Все ради Каза. Казимир Андраско — стихийное бедствие Кару, в качестве первого ее парня. Первого и последнего. Того, кто лишил ее кое-чего. Она думает, что я ничего не знаю, но это не так. И давайте-ка кое-что проясним по поводу меня. Я люблю месть, как нормальные люди любят закаты, а другие — прогулки по пляжу. Я ем месть ложкой, как мед. На самом деле, может, я вовсе и не человек, а сама месть во плоти. Мои родители клянутся, что я была настоящим малышом, а не результатом сделки с дьяволом. Ну, разумеется, что они еще скажут. Итог: во мне довольно много нерастраченной мести, чтобы действовать от имени обиженных и оскорбленных девушек во всем мире, с которыми обращаются, как с вещами, а сейчас мы еще и говорим о Кару.
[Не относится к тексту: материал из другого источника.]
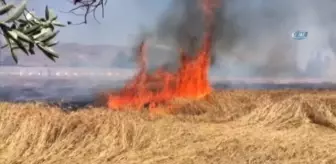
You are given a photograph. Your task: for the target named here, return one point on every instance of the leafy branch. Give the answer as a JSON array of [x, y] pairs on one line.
[[22, 30]]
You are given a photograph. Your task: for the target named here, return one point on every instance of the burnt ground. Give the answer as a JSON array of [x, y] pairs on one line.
[[71, 94]]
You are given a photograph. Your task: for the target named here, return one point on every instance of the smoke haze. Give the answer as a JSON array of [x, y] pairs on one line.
[[253, 38]]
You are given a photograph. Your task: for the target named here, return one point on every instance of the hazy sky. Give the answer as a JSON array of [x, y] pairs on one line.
[[123, 19]]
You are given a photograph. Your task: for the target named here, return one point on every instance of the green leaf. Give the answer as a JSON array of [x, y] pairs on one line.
[[48, 36], [51, 44], [13, 34], [31, 48], [14, 56], [44, 31], [4, 9], [58, 24], [31, 29], [12, 50], [24, 37], [17, 12], [46, 12], [50, 53]]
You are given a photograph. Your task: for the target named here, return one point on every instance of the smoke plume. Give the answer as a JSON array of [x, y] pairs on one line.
[[253, 38]]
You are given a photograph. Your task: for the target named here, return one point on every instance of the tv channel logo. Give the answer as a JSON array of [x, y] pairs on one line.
[[299, 35]]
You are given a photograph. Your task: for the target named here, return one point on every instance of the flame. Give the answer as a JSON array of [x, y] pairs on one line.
[[190, 81]]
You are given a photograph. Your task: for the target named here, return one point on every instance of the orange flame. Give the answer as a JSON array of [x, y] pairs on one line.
[[190, 81]]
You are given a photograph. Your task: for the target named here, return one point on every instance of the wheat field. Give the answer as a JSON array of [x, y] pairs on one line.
[[237, 126]]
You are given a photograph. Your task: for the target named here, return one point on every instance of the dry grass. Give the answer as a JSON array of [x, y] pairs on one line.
[[231, 127]]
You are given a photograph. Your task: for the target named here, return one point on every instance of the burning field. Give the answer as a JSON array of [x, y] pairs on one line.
[[165, 116]]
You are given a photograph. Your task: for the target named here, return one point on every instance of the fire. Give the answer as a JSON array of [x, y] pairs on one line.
[[190, 81]]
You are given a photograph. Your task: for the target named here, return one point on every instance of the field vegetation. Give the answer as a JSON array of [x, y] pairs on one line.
[[237, 126]]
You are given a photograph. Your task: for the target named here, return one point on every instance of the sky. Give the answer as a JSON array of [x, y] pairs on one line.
[[123, 20]]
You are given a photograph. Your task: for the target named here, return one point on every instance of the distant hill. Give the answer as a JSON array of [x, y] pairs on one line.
[[77, 55]]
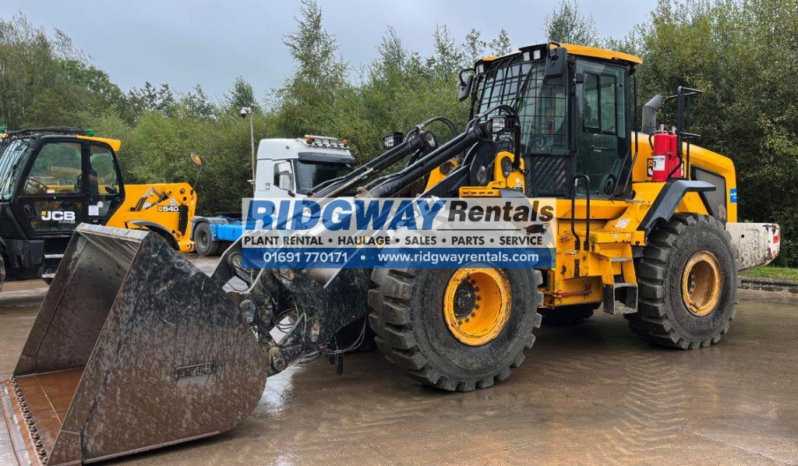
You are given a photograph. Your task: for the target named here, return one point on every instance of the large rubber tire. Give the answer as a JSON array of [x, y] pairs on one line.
[[203, 240], [568, 315], [663, 316], [411, 331]]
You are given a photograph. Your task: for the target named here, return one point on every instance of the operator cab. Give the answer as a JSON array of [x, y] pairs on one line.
[[293, 167], [51, 180], [574, 105]]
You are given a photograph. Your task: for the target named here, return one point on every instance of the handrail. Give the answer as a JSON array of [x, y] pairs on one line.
[[574, 185]]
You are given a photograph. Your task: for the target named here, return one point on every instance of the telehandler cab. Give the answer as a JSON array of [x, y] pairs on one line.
[[134, 348], [54, 179]]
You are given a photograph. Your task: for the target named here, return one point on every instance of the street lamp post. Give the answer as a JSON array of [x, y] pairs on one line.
[[248, 110]]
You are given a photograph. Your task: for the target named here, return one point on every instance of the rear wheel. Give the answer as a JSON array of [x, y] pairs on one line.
[[455, 329], [688, 284], [568, 315], [203, 239]]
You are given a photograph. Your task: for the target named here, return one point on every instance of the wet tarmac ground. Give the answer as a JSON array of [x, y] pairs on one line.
[[591, 394]]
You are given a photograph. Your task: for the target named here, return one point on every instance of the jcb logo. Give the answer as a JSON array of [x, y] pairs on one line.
[[61, 216]]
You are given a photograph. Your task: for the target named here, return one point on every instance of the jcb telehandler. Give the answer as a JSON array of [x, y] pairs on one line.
[[134, 348], [54, 179]]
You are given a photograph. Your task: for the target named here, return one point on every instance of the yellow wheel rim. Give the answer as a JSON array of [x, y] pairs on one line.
[[477, 305], [702, 284]]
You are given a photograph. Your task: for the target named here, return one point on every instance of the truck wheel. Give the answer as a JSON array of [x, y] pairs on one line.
[[203, 239], [455, 329], [568, 315], [688, 284]]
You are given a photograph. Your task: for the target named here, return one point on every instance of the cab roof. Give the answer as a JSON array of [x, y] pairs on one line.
[[63, 132], [582, 51], [594, 52]]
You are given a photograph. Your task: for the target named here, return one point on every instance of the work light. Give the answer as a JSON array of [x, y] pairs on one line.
[[389, 141]]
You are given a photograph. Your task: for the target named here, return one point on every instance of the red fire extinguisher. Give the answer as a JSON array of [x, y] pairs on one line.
[[667, 163]]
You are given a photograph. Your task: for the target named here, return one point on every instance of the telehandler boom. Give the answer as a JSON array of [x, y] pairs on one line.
[[134, 348]]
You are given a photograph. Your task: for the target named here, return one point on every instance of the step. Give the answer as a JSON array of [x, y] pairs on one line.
[[629, 297]]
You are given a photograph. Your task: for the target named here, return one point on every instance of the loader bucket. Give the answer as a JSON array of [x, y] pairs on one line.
[[133, 348]]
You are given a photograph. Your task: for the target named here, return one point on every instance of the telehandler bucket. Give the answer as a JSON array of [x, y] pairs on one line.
[[134, 348]]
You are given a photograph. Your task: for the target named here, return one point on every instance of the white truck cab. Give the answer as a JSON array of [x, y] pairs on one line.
[[285, 168], [291, 167]]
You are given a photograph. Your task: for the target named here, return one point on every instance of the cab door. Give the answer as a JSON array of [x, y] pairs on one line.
[[604, 135], [51, 199], [105, 190]]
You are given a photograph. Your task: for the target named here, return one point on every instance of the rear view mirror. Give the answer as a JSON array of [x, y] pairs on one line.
[[286, 182], [465, 84], [556, 63]]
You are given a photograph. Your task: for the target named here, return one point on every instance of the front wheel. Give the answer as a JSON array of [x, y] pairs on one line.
[[455, 329], [688, 284], [203, 239]]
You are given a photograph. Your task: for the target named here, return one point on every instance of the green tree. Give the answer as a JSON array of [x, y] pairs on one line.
[[567, 24], [501, 45], [319, 73], [242, 95]]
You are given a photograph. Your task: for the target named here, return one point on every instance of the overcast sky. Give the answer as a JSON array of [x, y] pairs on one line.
[[187, 42]]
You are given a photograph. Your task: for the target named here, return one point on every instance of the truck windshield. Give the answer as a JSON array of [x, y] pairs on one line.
[[310, 174], [541, 107], [12, 158]]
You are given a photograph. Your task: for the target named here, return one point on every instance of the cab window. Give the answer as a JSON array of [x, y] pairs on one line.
[[56, 170], [603, 140], [103, 180]]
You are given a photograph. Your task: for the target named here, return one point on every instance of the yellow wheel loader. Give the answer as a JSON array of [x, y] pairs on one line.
[[54, 179], [134, 348]]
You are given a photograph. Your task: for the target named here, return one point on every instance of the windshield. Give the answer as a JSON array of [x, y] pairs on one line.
[[541, 108], [310, 174], [12, 158]]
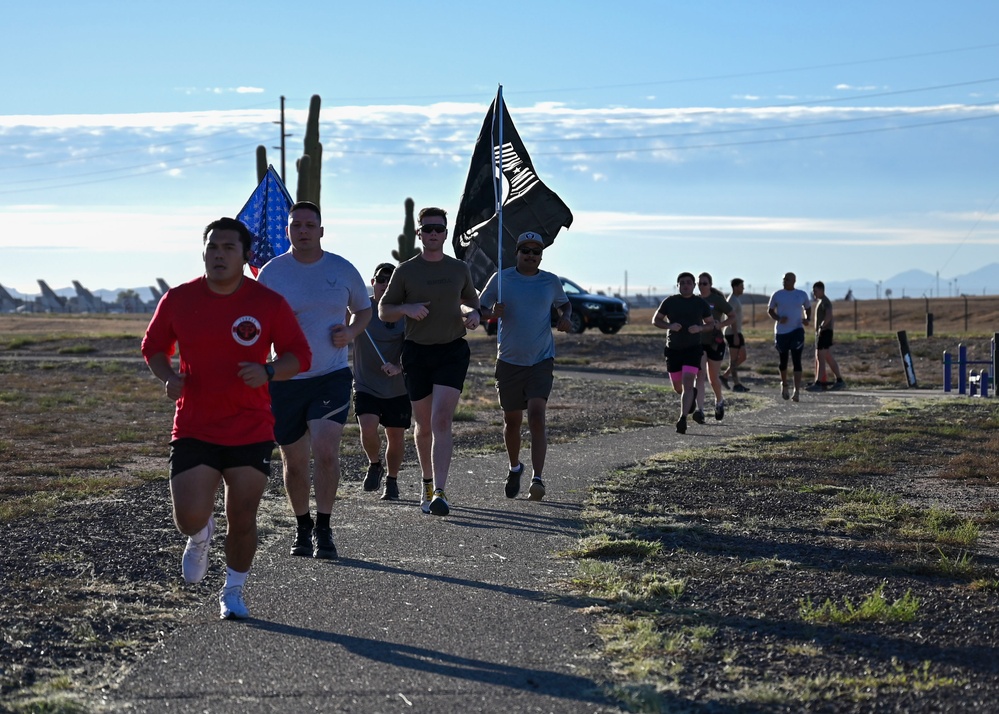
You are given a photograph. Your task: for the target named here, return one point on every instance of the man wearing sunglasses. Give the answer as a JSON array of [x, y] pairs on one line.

От имени Кару, Каз добился наивысшего статуса Немезиды Первого Класса, но еще пока не был подвергнут Полному Уничтожению — лично разработанному плану Сусанны.
Пока.
— Просто хочу поздороваться, — говорит он озадаченно, потому как на самом деле считал, что я буду безумно рада ему.
— В чем твоя проблема? — спрашивает он.
— В чем моя проблема? У меня их много, но в основном они связаны с тенденцией к насилию и, возможно, с демоническим происхождением, которые имеют отношение к тебе.
— Че? — Он тупо глядит на меня, что в свою очередь, является особенно разочаровывающим ответом на добротную реплику Немезиды. Каз, наверное, имеет статус «Первый класс в Преступлениях по Наивысшей Тупизне», но в качестве врага он слеплен из вторсырья.
Я вздыхаю и без обиняков говорю:
— Ты не являешься достойным противником.
— О чем ты говоришь? Противником для чего?
— Противником для противостояния. Тупица. Что ты здесь делаешь, Казломир?
— Сама как думаешь? Кару здесь? Ты с ней встречаешься здесь?
Я смеюсь.
— Ты же это не серьезно, что ищешь Кару, — говорю я, но по его тупорылому лицу вижу, что он вполне себе серьезен. — В прошлую вашу встречу, она выкинула тебя в окно. Неужто, это действие все еще оставило место для надежды?
— Когда она это сделала, то просто не знала, что это был я, — возразил он. — Что случилось-то с ней тем вечером, а? Она в порядке?